African policymakers attending the UN Climate Change Conference, colloquially known as Conference of Parties (COP29), in Baku, Azerbaijan, have highlighted the urgent lack of access to clean cooking affecting 1.2 bn people on the continent.
- Over 83 percent of people in Sub-Saharan Africa rely on traditional biomass fuels.
- Reliance on polluting fuels costs approximately $791.4 billion annually, with health-related impacts accounting for $526.3 billion.
- Approximately 1 billion of the 2.3 billion people globally without access to clean cooking are in Africa, with the continent losing about 3.9 million hectares of forest annually due to unsustainable cooking practices.
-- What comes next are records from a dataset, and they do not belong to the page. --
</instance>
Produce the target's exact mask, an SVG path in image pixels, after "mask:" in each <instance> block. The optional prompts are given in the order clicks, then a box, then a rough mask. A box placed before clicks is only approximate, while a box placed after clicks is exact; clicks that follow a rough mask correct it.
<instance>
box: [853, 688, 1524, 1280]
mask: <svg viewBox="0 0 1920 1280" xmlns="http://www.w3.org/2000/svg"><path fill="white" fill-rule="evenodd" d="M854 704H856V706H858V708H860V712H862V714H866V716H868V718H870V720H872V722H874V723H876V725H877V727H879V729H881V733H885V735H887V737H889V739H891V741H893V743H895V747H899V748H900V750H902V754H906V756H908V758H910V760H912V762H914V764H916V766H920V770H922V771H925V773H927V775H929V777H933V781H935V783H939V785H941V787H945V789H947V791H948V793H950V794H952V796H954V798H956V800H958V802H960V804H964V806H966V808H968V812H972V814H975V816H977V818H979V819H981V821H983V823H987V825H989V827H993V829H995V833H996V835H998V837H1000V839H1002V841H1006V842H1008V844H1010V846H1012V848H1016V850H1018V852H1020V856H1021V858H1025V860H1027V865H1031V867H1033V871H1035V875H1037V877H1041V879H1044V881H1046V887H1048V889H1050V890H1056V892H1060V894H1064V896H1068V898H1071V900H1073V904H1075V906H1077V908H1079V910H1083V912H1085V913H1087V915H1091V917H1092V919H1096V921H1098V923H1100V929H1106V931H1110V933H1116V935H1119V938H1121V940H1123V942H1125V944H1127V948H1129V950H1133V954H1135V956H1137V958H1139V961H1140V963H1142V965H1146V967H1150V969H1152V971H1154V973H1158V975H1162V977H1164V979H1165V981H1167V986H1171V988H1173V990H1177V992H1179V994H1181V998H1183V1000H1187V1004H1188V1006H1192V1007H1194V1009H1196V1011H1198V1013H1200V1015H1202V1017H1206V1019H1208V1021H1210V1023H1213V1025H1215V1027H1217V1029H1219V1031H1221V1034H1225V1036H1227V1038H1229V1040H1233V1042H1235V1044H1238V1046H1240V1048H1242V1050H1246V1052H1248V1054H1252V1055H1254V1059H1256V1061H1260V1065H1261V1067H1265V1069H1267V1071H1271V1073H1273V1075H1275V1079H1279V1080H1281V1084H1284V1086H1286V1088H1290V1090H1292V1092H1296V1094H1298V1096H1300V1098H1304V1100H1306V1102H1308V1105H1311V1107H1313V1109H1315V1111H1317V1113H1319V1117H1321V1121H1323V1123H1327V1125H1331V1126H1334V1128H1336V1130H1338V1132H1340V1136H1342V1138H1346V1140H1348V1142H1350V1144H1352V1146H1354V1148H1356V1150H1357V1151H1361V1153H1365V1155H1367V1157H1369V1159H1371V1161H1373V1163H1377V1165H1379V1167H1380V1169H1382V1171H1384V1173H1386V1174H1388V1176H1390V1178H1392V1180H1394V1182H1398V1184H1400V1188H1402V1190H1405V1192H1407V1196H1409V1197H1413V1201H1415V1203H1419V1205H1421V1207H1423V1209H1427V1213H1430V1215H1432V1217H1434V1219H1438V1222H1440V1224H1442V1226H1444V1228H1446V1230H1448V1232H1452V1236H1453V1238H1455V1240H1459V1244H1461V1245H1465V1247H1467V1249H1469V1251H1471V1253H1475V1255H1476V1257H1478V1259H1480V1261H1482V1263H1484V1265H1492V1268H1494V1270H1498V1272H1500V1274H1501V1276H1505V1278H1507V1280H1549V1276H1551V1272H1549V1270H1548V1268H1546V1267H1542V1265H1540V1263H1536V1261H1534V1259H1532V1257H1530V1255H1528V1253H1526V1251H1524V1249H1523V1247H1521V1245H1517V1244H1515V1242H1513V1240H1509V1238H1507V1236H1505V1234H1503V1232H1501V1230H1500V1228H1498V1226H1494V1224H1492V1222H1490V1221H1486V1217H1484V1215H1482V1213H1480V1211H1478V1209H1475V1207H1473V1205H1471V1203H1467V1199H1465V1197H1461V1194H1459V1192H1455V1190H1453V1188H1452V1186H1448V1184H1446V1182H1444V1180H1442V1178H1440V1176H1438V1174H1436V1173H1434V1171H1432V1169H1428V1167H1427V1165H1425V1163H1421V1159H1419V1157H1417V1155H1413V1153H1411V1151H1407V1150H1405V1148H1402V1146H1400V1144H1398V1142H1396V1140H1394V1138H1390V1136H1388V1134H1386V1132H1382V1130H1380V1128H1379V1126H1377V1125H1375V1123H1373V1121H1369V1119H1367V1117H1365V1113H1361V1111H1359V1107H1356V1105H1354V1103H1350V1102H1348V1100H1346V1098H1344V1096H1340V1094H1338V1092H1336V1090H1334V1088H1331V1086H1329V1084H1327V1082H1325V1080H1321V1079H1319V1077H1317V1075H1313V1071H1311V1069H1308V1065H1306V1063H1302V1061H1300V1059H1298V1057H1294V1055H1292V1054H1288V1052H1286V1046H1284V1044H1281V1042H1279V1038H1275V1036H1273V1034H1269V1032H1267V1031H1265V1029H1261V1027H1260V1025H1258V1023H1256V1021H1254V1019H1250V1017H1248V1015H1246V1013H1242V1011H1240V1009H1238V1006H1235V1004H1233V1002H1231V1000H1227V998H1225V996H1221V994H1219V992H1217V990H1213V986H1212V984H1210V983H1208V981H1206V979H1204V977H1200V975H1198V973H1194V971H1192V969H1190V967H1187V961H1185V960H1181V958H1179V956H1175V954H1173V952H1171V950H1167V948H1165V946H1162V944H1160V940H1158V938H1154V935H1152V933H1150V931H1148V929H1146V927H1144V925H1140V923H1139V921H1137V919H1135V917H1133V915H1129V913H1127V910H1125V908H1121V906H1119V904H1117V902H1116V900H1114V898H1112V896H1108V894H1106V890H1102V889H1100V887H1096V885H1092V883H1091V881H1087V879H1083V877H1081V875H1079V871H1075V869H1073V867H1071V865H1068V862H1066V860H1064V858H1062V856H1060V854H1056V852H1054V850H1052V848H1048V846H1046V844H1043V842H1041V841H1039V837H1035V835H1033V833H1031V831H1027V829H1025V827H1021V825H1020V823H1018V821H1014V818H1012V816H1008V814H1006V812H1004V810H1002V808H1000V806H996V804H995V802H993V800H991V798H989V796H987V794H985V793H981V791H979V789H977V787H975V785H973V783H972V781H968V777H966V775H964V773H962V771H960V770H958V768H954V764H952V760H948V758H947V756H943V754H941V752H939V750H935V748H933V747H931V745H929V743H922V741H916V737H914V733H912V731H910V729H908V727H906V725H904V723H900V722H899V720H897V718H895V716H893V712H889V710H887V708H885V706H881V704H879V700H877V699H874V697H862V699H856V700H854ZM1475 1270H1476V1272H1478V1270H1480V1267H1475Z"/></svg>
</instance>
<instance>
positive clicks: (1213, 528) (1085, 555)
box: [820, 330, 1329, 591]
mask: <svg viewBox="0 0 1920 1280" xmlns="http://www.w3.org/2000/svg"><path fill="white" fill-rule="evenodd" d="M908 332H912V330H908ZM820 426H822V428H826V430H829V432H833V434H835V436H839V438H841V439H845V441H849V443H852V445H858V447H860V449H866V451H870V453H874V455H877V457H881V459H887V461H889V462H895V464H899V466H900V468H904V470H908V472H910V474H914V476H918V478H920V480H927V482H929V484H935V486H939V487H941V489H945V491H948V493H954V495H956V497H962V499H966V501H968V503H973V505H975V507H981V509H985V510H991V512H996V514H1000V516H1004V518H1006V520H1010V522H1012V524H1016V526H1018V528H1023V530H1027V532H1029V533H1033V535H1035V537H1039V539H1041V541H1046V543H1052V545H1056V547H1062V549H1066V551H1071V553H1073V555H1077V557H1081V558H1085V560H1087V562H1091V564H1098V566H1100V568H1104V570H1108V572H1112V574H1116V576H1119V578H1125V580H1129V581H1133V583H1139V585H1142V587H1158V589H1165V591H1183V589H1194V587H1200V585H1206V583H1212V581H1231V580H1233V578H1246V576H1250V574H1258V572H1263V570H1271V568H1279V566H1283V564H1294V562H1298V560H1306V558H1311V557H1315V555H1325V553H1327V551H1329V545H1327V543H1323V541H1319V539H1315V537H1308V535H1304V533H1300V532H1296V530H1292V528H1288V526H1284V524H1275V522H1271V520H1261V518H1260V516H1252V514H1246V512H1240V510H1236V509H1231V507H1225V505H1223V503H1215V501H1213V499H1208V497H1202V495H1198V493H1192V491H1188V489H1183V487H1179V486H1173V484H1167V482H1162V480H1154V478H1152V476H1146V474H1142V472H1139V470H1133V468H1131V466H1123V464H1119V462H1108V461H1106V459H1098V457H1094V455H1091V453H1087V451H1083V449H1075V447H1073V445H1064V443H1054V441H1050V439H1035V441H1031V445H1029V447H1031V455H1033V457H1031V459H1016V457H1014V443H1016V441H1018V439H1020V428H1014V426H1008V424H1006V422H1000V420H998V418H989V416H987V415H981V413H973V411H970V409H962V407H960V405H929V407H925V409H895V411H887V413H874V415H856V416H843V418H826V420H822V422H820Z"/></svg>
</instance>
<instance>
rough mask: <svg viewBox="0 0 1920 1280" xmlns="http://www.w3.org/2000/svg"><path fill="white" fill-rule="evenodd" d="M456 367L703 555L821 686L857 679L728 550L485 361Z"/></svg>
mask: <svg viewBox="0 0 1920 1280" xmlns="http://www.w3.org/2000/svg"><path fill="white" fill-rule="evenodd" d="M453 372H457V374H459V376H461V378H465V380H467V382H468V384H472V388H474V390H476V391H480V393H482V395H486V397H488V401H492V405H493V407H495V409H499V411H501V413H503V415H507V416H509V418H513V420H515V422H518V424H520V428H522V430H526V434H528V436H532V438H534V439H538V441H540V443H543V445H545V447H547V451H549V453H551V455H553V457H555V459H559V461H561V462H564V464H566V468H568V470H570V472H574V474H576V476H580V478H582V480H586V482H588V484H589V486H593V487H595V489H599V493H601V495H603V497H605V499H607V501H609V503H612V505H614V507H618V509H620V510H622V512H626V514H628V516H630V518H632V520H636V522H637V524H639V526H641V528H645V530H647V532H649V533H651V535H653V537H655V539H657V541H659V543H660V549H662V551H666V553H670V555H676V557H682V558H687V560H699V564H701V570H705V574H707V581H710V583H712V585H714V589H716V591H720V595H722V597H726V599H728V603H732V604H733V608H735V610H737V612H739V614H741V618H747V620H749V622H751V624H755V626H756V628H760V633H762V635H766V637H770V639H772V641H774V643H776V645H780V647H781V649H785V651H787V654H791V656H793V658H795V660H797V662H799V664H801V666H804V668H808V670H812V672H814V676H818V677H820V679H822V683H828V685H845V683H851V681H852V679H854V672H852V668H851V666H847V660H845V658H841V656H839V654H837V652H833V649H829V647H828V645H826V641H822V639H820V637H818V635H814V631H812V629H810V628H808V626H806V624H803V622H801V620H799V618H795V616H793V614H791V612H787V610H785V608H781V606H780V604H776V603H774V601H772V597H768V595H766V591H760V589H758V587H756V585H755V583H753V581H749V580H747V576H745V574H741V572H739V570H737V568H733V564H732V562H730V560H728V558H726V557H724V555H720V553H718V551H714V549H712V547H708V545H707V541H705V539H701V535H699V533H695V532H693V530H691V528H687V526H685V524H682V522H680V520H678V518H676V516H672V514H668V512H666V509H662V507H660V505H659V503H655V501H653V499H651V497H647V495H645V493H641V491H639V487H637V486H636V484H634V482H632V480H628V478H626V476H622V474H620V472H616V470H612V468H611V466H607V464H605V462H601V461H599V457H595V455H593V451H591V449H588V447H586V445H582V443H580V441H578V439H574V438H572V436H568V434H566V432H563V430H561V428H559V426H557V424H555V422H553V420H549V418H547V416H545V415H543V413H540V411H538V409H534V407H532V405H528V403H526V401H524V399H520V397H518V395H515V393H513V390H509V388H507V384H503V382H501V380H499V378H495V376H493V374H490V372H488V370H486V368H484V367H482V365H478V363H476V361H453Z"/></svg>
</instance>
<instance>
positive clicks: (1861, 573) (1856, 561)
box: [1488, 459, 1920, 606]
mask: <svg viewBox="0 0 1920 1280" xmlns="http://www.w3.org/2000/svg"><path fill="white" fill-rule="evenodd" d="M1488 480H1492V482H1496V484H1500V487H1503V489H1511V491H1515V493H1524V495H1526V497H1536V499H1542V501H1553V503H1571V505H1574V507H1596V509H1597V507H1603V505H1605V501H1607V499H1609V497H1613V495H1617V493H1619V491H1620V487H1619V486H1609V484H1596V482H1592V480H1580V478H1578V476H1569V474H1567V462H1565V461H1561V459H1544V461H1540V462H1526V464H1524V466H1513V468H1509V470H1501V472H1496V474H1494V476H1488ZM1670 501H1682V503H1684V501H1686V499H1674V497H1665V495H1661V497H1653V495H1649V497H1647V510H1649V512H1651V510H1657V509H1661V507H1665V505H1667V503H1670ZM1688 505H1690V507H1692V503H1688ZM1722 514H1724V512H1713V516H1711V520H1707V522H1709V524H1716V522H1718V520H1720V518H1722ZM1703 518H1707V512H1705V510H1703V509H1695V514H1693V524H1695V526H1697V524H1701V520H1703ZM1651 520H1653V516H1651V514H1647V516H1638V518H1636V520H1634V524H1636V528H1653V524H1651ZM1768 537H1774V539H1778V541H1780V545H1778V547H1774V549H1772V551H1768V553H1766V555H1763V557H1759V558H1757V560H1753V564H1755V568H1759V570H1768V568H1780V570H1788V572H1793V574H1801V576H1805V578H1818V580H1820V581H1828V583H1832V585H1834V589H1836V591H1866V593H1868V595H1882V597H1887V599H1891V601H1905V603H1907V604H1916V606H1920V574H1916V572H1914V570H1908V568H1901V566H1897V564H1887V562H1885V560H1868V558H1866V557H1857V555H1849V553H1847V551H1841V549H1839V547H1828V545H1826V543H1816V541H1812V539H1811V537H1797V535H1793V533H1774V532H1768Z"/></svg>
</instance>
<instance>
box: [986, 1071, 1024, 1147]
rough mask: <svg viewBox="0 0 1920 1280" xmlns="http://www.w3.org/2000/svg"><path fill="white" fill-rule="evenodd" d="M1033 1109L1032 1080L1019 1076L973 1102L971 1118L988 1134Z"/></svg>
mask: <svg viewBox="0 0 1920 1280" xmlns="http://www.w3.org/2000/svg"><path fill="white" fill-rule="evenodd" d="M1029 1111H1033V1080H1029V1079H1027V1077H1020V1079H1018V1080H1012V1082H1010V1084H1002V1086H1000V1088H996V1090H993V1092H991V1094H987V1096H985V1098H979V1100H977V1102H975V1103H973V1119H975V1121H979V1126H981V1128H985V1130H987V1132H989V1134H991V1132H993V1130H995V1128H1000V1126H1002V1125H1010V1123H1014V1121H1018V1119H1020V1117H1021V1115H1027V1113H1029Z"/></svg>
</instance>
“Clean cooking is not just a health issue; it is a matter of human dignity. We cannot allow our sisters and mothers to suffer in silence while we have the power to change this… We must mobilize at least $4 billion annually to achieve universal access to clean cooking by 2030,” Kevin Kariuki, African Development Bank (AfDB) Group Vice President for Power, Energy, Climate & Green Growth said.
At a Paris summit held In May 2024, AfDB President Dr. Akinwumi Adesina pledged to allocate 20 percent of Bank financing for energy projects that promote clean cooking alternatives, helping secure $2.2 billion in commitments from both public and private sectors to improve cooking practices across Africa.
“It is unacceptable that women are still dying because they lack access to clean cooking solutions,” Tanzania’s Vice President Philip Mpango, speaking on behalf of President Samia Suluhu Hassan, said at a COP29 side event on Clean Cooking Challenges in Africa.
From 2000 to 2020, there was a significant increase in the number of people in SSA who lack access to clean cooking. This increase outpaced the growth in access during the same period. The situation is symptomatic of a larger fight, echoing the global aspiration expressed in the United Nations Sustainable Development Goal 7 (SDG 7) – ensuring access to affordable and clean energy for all.
The interlinkages between clean cooking, deforestation, health, and the overarching SDGs weave a story of both a challenge and opportunity that requires inventive and concerted approaches.